I am not a story

Michael Ruiz
3 min readSep 19, 2016

--

Strawson, Galen. “Let.” Aeon. N.p., 2015. Web. 18 Sept. 2016.

Concepts

Narrative, non-Narrative, anti-narrative

Summary

Strawson disagrees with the widely held belief that we are narrativists and that our stories are, at some fundamental level, reflections of ourselves. Strawson believes that humans are anti-narrative by creation. Strawson argues that humans are random, and though we may have narrativists among us, to say that humans are inherently narrative creatures is a lie.

Quotations

I think it’s false — false that everyone stories themselves, and false that it’s always a good thing. These are not universal human truths — even when we confine our attention to human beings who count as psychologically normal, as I will here. They’re not universal human truths even if they’re true of some people, or even many, or most. The narrativists are, at best, generalizing from their own case, in an all-too-human way. At best: I doubt that what they say is an accurate description even of themselves.

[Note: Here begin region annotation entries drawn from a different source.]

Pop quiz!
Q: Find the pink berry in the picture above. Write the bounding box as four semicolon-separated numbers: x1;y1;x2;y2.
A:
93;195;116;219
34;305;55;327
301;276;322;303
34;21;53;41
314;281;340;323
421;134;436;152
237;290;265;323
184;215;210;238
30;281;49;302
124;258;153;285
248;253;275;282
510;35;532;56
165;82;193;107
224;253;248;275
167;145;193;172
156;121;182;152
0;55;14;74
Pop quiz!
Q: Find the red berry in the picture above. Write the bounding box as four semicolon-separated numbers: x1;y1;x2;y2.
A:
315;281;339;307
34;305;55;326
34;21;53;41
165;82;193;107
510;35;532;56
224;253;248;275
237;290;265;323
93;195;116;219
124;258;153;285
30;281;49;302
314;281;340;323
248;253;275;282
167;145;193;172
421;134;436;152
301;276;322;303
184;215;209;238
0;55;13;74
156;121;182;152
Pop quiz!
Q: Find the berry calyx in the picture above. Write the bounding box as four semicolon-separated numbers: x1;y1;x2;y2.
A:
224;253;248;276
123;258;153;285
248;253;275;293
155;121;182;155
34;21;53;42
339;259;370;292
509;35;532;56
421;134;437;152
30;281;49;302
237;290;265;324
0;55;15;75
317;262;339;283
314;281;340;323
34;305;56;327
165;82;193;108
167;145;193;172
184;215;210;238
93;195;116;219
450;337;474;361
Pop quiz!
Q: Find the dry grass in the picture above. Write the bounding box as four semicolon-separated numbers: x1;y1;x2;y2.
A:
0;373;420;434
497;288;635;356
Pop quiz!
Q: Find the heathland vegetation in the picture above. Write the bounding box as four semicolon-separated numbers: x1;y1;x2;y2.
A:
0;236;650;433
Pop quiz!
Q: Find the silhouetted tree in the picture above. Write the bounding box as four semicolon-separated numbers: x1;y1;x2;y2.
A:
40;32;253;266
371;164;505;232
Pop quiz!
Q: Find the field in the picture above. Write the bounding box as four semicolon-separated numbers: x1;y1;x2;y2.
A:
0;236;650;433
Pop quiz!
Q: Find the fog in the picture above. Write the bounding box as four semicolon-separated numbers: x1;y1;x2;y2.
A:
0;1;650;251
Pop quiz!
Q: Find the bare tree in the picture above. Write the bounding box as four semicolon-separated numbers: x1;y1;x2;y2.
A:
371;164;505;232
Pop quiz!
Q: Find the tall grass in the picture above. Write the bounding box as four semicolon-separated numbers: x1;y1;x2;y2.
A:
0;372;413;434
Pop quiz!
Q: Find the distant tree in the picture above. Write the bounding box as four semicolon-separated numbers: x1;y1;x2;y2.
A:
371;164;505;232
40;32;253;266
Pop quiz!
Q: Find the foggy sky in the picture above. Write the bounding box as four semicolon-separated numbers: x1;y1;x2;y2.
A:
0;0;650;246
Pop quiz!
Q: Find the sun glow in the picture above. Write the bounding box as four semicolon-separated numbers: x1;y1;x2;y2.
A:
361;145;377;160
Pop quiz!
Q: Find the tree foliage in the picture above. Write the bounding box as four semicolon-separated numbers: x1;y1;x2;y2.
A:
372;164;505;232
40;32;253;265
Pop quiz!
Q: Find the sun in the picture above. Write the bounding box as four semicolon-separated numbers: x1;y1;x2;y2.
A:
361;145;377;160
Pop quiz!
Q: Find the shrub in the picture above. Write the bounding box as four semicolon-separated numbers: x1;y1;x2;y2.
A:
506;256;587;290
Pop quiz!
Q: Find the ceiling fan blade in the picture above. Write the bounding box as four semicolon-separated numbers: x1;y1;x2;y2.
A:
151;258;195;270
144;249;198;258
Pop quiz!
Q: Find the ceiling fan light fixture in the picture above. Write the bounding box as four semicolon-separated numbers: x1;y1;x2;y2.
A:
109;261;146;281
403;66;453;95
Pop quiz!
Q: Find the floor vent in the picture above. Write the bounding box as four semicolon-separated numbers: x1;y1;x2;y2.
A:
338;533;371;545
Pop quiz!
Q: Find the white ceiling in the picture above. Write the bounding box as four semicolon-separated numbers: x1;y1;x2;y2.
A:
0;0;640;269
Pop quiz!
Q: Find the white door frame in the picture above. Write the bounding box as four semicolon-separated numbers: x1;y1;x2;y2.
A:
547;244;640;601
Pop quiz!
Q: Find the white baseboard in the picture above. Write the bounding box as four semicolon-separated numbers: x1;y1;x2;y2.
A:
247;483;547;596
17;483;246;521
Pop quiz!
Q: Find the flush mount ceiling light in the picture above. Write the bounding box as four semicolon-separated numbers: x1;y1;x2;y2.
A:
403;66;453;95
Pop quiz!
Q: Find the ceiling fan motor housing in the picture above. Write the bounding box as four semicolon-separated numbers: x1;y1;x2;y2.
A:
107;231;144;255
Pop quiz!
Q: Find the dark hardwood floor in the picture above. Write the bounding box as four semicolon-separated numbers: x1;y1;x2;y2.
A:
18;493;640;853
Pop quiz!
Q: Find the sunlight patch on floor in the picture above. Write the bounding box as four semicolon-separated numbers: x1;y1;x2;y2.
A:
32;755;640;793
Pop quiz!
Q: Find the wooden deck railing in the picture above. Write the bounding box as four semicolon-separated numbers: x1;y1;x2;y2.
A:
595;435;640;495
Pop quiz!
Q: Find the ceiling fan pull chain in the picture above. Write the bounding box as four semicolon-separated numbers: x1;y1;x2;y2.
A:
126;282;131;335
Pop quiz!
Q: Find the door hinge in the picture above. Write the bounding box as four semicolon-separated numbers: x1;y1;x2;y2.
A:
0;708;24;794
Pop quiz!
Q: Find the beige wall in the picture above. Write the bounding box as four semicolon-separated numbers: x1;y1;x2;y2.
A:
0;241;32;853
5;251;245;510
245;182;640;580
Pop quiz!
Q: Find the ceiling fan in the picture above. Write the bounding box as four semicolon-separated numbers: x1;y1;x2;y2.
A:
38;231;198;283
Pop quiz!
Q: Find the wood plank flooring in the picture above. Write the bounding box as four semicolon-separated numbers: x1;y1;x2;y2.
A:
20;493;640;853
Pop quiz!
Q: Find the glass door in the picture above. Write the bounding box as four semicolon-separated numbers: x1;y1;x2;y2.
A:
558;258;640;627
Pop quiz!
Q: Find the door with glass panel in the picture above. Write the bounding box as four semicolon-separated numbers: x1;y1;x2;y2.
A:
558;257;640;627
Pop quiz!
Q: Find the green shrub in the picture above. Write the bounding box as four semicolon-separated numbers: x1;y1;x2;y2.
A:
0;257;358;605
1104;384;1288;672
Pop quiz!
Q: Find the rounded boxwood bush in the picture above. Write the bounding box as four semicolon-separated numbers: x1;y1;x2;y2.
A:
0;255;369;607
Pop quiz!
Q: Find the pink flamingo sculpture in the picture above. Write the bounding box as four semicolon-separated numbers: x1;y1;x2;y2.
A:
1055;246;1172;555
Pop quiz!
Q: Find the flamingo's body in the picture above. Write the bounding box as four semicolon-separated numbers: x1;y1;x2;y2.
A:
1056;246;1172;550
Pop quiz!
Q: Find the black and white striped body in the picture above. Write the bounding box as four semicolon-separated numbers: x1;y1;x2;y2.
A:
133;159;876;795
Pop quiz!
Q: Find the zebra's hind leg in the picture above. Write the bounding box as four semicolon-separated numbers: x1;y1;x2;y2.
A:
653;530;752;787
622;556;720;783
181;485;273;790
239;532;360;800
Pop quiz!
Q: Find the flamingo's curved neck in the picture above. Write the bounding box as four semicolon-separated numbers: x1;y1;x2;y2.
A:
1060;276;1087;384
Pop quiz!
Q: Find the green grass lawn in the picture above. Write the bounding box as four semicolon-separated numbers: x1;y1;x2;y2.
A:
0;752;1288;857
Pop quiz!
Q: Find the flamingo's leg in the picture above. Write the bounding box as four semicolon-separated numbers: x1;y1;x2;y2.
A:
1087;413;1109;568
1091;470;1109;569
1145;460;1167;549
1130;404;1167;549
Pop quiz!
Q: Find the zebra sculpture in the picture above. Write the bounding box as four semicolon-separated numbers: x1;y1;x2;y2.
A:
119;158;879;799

We’re naturally — deeply — non-Narrative. We’re anti-Narrative by fundamental constitution. It’s not just that the deliverances of memory are, for us, hopelessly piecemeal and disordered, even when we’re trying to remember a temporally extended sequence of events. The point is more general. It concerns all parts of life, life’s ‘great shambles’, in the American novelist Henry James’s expression. This seems a much better characterization of the large-scale structure of human existence as we find it. Life simply never assumes a story-like shape for us. And neither, from a moral point of view, should it.

Commentary

Strawson sees the notion that we humans are narrative by default as an extremely pervasive one. Strawson believes that we humans are inherently anti-narrative. He argues that, first, narrativists are making a lump assumption of humans. Though we may have people among us that prefer to base their stories upon their own lives, Strawson says that not all humans do this. He believes that we humans are, by nature, random, unorganized, and more concerned with the point of a story, than the method through which the said message is delivered. Strawson also believes that it’s difficult for us to attempt to construct our lives in some narrative way, as our lives rarely ever take the shape of a cohesive, attracting story. Strawson doesn’t believe that narrativists are wrong to attempt to structure and narrate their lives, instead, he believes that they are wrong to say that all humans do this. Strawson also brings up the research of psychologist Dan Wegner, who says that narrativism is a trait, acquired by some and missing in others. It’s a personality trait, one that Strawson sees as pervasive. Wegner also claims that these people in possession of what he calls the ‘emotion of authorship’ pay more attention to their thoughts, believing them to be some sort of inner monologue to the story they perceive is their lives. Strawson views his own thoughts as nothing more than processes, things that just happen. Strawson harbors no resentment for narrativists, instead, he respects them and critiques their belief that all humans are born like them. Not all humans are narrativists and to say so is an affront to the scope of humanity.

Question

Do you believe humans are inherently Narrative or anti-Narrative? How would you identify yourself?